SO having had a particularly rough stepparent week, I approached my boss and asked her if I could leave work a bit early. I explained that Tuesdays are the only day of the week that we have no kids, that I haven’t been sleeping much and that I could really use an hour or two to rest. She graciously agreed.
So, I headed home a bit early, feeling slightly guilty about how happy I was to be going home to no one, but not so guilty that it dampened my joy. I was exhausted – mentally and physically – and I just knew that about 60 minutes of peace and quiet would result in a whole new me ( or perhaps more accurately the old me.) I sat on the couch and had just turned on the TV looking for something slightly comedic and perhaps a little mindless, when I thought I heard a noise.
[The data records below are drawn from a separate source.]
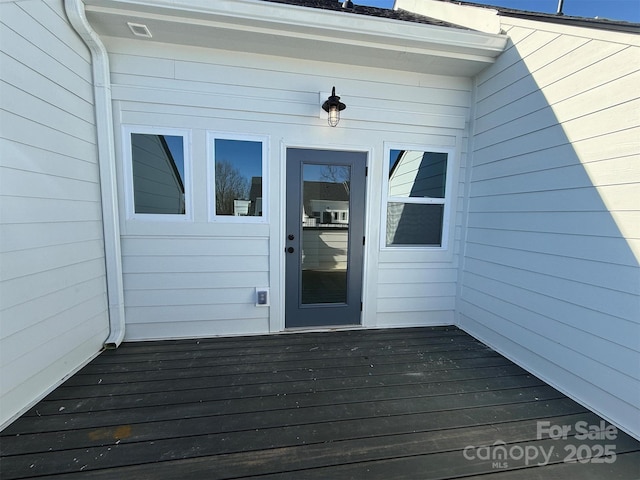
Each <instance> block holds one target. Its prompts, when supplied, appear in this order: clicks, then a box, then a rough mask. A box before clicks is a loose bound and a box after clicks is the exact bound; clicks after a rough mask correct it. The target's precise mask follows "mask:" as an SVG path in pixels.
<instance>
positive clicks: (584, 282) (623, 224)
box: [459, 20, 640, 436]
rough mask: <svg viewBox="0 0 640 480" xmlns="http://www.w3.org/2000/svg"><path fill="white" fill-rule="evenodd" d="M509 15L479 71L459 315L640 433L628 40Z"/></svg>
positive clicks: (511, 357) (517, 358) (511, 353)
mask: <svg viewBox="0 0 640 480" xmlns="http://www.w3.org/2000/svg"><path fill="white" fill-rule="evenodd" d="M510 21H511V20H510ZM512 22H513V23H514V25H512V26H507V27H506V28H507V29H508V33H509V34H510V36H511V39H512V41H513V45H512V46H511V47H510V48H509V49H508V50H507V51H506V52H505V53H504V54H503V56H502V57H501V58H500V59H498V61H497V62H496V64H495V65H494V66H492V67H491V68H489V69H487V70H485V71H484V72H483V73H481V74H480V75H479V77H478V79H477V92H476V93H477V108H476V112H475V118H474V123H475V124H474V132H475V134H474V137H473V141H472V146H473V161H472V162H473V164H472V173H471V184H470V187H469V203H468V220H467V227H468V228H467V232H466V248H465V256H464V265H463V268H462V272H463V273H462V279H461V280H462V288H461V295H460V302H459V321H460V324H461V326H462V327H463V328H465V329H466V330H468V331H469V332H471V333H472V334H474V335H476V336H478V337H479V338H481V339H483V340H484V341H486V342H487V343H489V344H490V345H491V346H493V347H494V348H496V349H497V350H499V351H501V352H503V353H505V354H507V355H508V356H509V357H510V358H512V359H514V360H515V361H516V362H518V363H520V364H521V365H523V366H524V367H525V368H527V369H529V370H530V371H532V372H533V373H535V374H537V375H539V376H540V377H542V378H544V379H545V380H546V381H548V382H549V383H551V384H552V385H554V386H556V387H557V388H559V389H560V390H562V391H563V392H565V393H567V394H569V395H570V396H572V397H573V398H575V399H576V400H578V401H580V402H581V403H583V404H585V405H587V406H588V407H590V408H592V409H593V410H595V411H596V412H597V413H599V414H601V415H603V416H604V417H605V418H607V419H609V420H611V421H613V422H615V423H616V424H617V425H619V426H622V427H623V428H625V429H626V430H627V431H629V432H630V433H632V434H634V435H636V436H640V410H639V407H638V398H640V369H639V368H638V365H639V364H640V268H639V267H638V261H639V258H640V248H639V246H640V242H638V239H639V238H640V229H639V227H638V226H639V225H640V212H639V208H638V207H639V204H638V198H640V164H639V163H638V158H639V154H640V145H639V138H640V128H639V127H640V126H639V121H638V120H639V119H638V115H637V112H638V108H639V106H640V101H639V98H638V90H637V88H636V87H635V85H637V84H638V82H639V81H640V47H639V46H638V41H637V38H636V36H633V35H628V34H616V33H612V32H607V33H606V34H599V33H598V32H597V31H590V30H588V29H568V31H563V27H562V26H551V25H549V24H543V23H540V24H537V25H536V24H535V22H527V21H515V20H513V21H512ZM543 29H544V30H545V31H543ZM590 34H593V35H594V36H597V37H598V38H590V36H589V35H590Z"/></svg>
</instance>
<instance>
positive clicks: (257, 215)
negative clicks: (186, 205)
mask: <svg viewBox="0 0 640 480" xmlns="http://www.w3.org/2000/svg"><path fill="white" fill-rule="evenodd" d="M208 143H209V150H210V152H211V153H210V157H211V158H212V161H211V168H210V173H209V177H210V178H209V185H210V187H209V209H210V212H211V215H210V217H211V219H212V220H213V221H227V222H265V221H266V181H265V179H266V176H265V172H266V158H267V153H266V145H267V142H266V140H265V139H264V138H257V137H247V136H229V135H222V134H220V135H215V134H209V140H208Z"/></svg>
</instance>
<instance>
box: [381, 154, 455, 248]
mask: <svg viewBox="0 0 640 480" xmlns="http://www.w3.org/2000/svg"><path fill="white" fill-rule="evenodd" d="M391 150H417V151H422V152H433V153H446V154H447V171H446V176H447V178H446V181H445V187H444V188H445V190H444V198H418V197H389V155H390V154H391ZM455 153H456V150H455V148H453V147H442V146H434V145H418V144H408V143H386V142H385V144H384V157H383V159H384V161H383V174H382V210H381V212H380V213H381V215H382V218H381V222H380V249H381V250H385V251H411V250H420V251H432V252H433V251H442V252H444V251H447V250H448V249H449V240H450V239H449V237H450V235H451V232H450V229H449V225H450V222H451V204H452V199H453V196H452V194H453V186H454V183H453V176H454V175H453V174H454V171H455V170H454V164H456V163H457V162H455ZM389 203H413V204H420V205H444V212H443V214H442V242H441V245H390V246H387V206H388V204H389Z"/></svg>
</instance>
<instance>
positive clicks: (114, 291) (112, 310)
mask: <svg viewBox="0 0 640 480" xmlns="http://www.w3.org/2000/svg"><path fill="white" fill-rule="evenodd" d="M64 7H65V12H66V14H67V17H68V19H69V22H70V23H71V25H72V26H73V28H74V29H75V31H76V32H77V33H78V35H80V37H81V38H82V40H83V41H84V43H85V44H86V45H87V47H88V48H89V51H90V52H91V67H92V71H93V92H94V101H95V113H96V136H97V146H98V165H99V169H100V192H101V197H102V198H101V200H102V202H101V206H102V218H103V234H104V251H105V269H106V277H107V299H108V305H109V336H108V337H107V338H106V339H105V341H104V346H105V348H116V347H118V346H119V345H120V344H121V343H122V340H123V339H124V333H125V312H124V287H123V279H122V255H121V247H120V218H119V213H118V187H117V180H116V164H115V159H116V155H115V142H114V132H113V110H112V105H111V80H110V71H109V57H108V55H107V50H106V48H105V46H104V44H103V43H102V41H101V40H100V37H99V36H98V34H97V33H96V32H95V31H94V30H93V29H92V28H91V26H90V25H89V22H88V21H87V17H86V15H85V5H84V3H83V1H82V0H64Z"/></svg>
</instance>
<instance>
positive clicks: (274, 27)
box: [85, 0, 507, 77]
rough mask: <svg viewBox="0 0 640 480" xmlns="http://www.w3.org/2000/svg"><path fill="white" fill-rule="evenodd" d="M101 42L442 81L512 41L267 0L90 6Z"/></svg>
mask: <svg viewBox="0 0 640 480" xmlns="http://www.w3.org/2000/svg"><path fill="white" fill-rule="evenodd" d="M85 3H86V14H87V18H88V20H89V22H90V23H91V25H92V26H93V28H94V29H95V30H96V32H98V34H99V35H101V36H109V37H123V38H133V37H132V34H131V30H130V29H129V26H128V23H134V24H141V25H145V26H146V27H147V28H148V29H149V31H150V32H151V34H152V35H153V38H152V39H149V40H146V41H154V42H161V43H168V44H179V45H193V46H198V47H207V48H216V49H223V50H232V51H242V52H249V53H258V54H265V55H280V56H285V57H290V58H300V59H306V60H317V61H325V62H336V63H342V64H348V65H360V66H368V67H377V68H389V69H394V70H401V71H410V72H418V73H430V74H440V75H460V76H468V77H471V76H474V75H475V74H476V73H478V72H479V71H481V70H483V69H484V68H485V67H487V66H488V65H490V64H491V63H493V62H494V60H495V58H496V57H497V56H498V55H500V53H502V51H503V49H504V47H505V45H506V39H507V37H506V36H504V35H496V34H487V33H482V32H477V31H472V30H465V29H459V28H449V27H441V26H434V25H428V24H421V23H411V22H404V21H398V20H391V19H387V18H379V17H372V16H367V15H357V14H350V13H346V12H336V11H331V10H322V9H316V8H309V7H300V6H295V5H288V4H280V3H273V2H265V1H262V0H155V1H151V0H149V1H143V0H121V1H118V0H85Z"/></svg>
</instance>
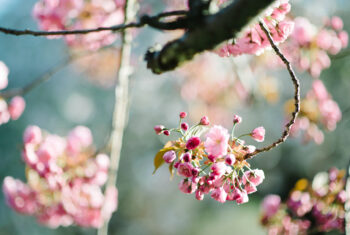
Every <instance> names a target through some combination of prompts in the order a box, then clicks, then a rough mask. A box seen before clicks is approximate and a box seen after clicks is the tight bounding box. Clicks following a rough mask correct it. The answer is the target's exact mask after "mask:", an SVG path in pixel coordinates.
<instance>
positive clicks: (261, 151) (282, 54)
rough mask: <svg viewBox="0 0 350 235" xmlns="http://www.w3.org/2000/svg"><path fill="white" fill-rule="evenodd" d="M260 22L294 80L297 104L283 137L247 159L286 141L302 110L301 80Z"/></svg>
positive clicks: (249, 154) (281, 137)
mask: <svg viewBox="0 0 350 235" xmlns="http://www.w3.org/2000/svg"><path fill="white" fill-rule="evenodd" d="M259 24H260V27H261V29H262V30H263V31H264V32H265V34H266V36H267V37H268V39H269V41H270V44H271V46H272V48H273V50H274V51H275V52H276V54H277V55H278V56H279V57H280V58H281V60H282V61H283V63H284V64H285V65H286V67H287V70H288V72H289V75H290V77H291V79H292V82H293V84H294V106H295V109H294V112H293V113H292V117H291V119H290V121H289V122H288V123H287V124H286V126H285V129H284V131H283V133H282V136H281V138H279V139H278V140H276V141H275V142H273V143H272V144H271V145H269V146H267V147H264V148H261V149H257V150H255V152H254V153H252V154H248V155H246V157H245V159H249V158H252V157H253V156H254V155H256V154H258V153H262V152H267V151H269V150H271V149H273V148H275V147H277V146H278V145H280V144H281V143H283V142H285V141H286V140H287V138H288V136H289V134H290V129H291V128H292V126H293V124H294V123H295V120H296V118H297V117H298V114H299V111H300V84H299V80H298V78H297V76H296V75H295V72H294V70H293V68H292V65H291V63H290V62H289V61H288V60H287V58H286V57H285V56H284V55H283V54H282V52H281V50H280V49H279V48H278V47H277V46H276V44H275V43H274V41H273V39H272V36H271V34H270V32H269V31H268V29H267V27H266V26H265V25H264V23H263V22H262V21H260V22H259Z"/></svg>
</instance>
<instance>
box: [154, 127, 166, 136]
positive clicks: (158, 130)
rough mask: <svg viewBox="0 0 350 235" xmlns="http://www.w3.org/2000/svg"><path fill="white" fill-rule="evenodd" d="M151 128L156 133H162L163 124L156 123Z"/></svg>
mask: <svg viewBox="0 0 350 235" xmlns="http://www.w3.org/2000/svg"><path fill="white" fill-rule="evenodd" d="M153 129H154V131H155V132H156V134H157V135H160V134H161V133H162V131H163V130H164V126H162V125H157V126H155V127H154V128H153Z"/></svg>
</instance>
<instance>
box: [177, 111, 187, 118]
mask: <svg viewBox="0 0 350 235" xmlns="http://www.w3.org/2000/svg"><path fill="white" fill-rule="evenodd" d="M179 116H180V118H181V119H183V118H185V117H187V113H186V112H181V113H180V115H179Z"/></svg>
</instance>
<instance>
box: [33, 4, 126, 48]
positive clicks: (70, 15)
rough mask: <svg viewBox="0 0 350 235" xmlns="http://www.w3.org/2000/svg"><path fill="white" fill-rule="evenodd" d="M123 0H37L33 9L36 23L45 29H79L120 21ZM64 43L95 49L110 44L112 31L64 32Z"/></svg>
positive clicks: (40, 27) (115, 23) (122, 16)
mask: <svg viewBox="0 0 350 235" xmlns="http://www.w3.org/2000/svg"><path fill="white" fill-rule="evenodd" d="M124 2H125V1H124V0H39V1H38V2H37V3H36V4H35V6H34V9H33V15H34V17H35V18H36V19H37V20H38V23H39V27H40V28H41V29H42V30H46V31H56V30H78V29H91V28H97V27H111V26H114V25H117V24H121V23H123V20H124ZM64 38H65V41H66V42H67V44H68V45H69V46H71V47H74V48H87V49H90V50H97V49H99V48H100V47H103V46H107V45H110V44H112V43H113V42H114V41H115V40H116V39H117V36H116V34H114V33H113V32H110V31H109V32H107V31H104V32H96V33H91V34H87V35H67V36H65V37H64Z"/></svg>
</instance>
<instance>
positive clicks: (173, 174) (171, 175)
mask: <svg viewBox="0 0 350 235" xmlns="http://www.w3.org/2000/svg"><path fill="white" fill-rule="evenodd" d="M169 172H170V179H171V180H172V179H173V178H174V162H172V163H171V164H170V165H169Z"/></svg>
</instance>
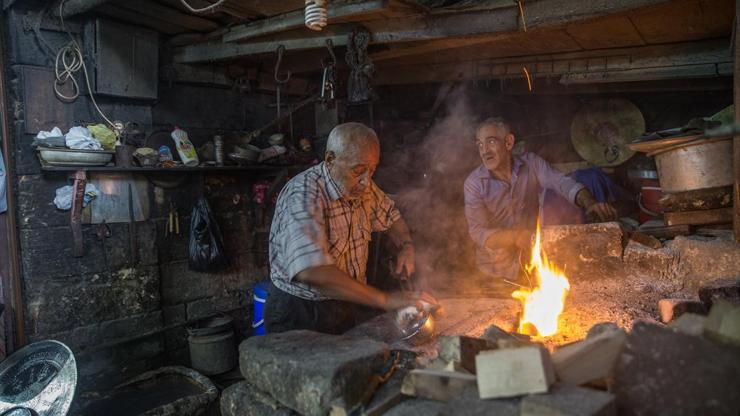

I turned off the TV to get a better listen. Yes, definitely a noise, but where and what? Just then I heard keys in the door. I panicked. Without a lot of thought I headed for my bedroom. Mere moments later I realized I was not in fact being robbed, but in fact it was all of my stepkids and their bio mom.
Apparently, they had forgotten a few things and also wanted to show her changes to their rooms, so they swung by. But the bigger problem at this point was that I was now hiding in my closet and should I suddenly emerge, I am really not sure which of us would have been more shocked or frightened. So there I waited. and waited. and waited. Trying to be as quiet as I could since discovering each other after they had been in the house for a full 15 minutes would have been so much more awkward than discovering each other in the first minute or two. So, here I sat, a 40 year old woman – self-assured, accomplished, bright, charming – and yet hiding in my own closet for half an hour. I believe I have reached an all time low, or perhaps I hope I have, I’d certainly hate to get lower than that.